On writing about trauma: being split, being divided…
“I am torn in two
but I will conquer myself.
I will dig up the pride.
I will take scissors
and cut out the beggar.”
Anne Sexton
Turning back to face trauma in our own history and writing about it can be an emotionally tiring task. I must believe that I am not the only one who encounters a plurality while writing about personal trauma. There are many parts of me in conflict while writing on this subject. The one holding on to loss after all of these years. He is the one who goes asleep drunk and crying. But there is the me who wants to cut him out and move forward by looking people in the eyes. Both are at play while writing, for me. Part of this is due to a need to be honest/vulnerable/open to some difficult realities on motive and all that guilt, while offering a reader some form of transformation. How far down the unlit hallway do I enter? Below are some of the loudest parts of me while writing about trauma.
Guidelines (italics are my poetry)
1) Avoid placing stones in your dress before you begin your float down the river of dark memories.
1.5) But, put artifacts around you- stones disguised as familiar familial gems.
Now hair hangs on me like your absence
I mold further into you the closer I get to your suicide-age
Shag carpeting in a twenty year old double-wide.
2) Don’t place your head in the oven while cooking up a few ghosts.
2.5) Or do just that and singe your hairs, live dangerously and write about the darkest corners of your mind’s castle.
and
I think of the fragments of many loved ones
their guns wedged deep into the crevices of my body
and my history
3) Be cautious not to put on your momma’s fur coat then asphyxiate yourself on fumes of riddled history(ies)
3.5) But wear one of her dresses, spritz her old perfume then dance and write, damn it!
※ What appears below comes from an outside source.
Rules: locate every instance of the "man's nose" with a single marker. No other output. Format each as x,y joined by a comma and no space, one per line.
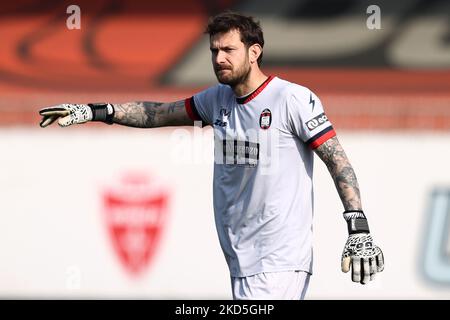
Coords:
220,57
…pretending to sleep when mom’s drunken rants began
holding her head in place during seizures—
dodging her biting teeth to pull out a lit cigarette.
4) Do not use the suicide(s) of others as code to an escape route.
4.5) Write yourself a bridge or a boat toward understanding their reason.
The direction of the bullet
is front to back,
downward,
and slightly right to left.
5) Perhaps the only advice is to hang out the window where the trauma happened but tie yourself to something/someone first. 😉
Randy Shinn holds an MFA in Creative Writing from Goddard College. He recently completed a creative thesis on the loss of his parents, suicide, and queer identity. His work has appeared in OCHO, Trillium, Bricolage, in rejection letters, and online. Randy works as a tour guide in Alaska and travels for half of the year.
Thank you for sharing this, Randy. Recently I have been getting in touch with my deepest fears regarding writing about traumatic events. I know now why I now speak so fast. I fear interruption, because that’s what THEY did. I repeat myself over and over, fearing I wasn’t heard the first time, since THEY never listened. I fear being accused of perceiving incorrectly or being outright delusional, so I back up every single thing I say with, “Others feel this way, too. ” or, “Others have been through this.” I got tired of being slammed down, unfriended, blocked, not responded to, or outright dismissed, such as, “That was in the past, so what’s the big deal?” or, “Just get over it.” Then someone has the nerve to point out that I am on the defensive. Frankly, I think anyone would be, given the circumstances. This ain’t a moral issue. If there’s no time limit to grief, then there’s no time limit to getting over a trauma, either.
Beautiful, engaging, and honest as always!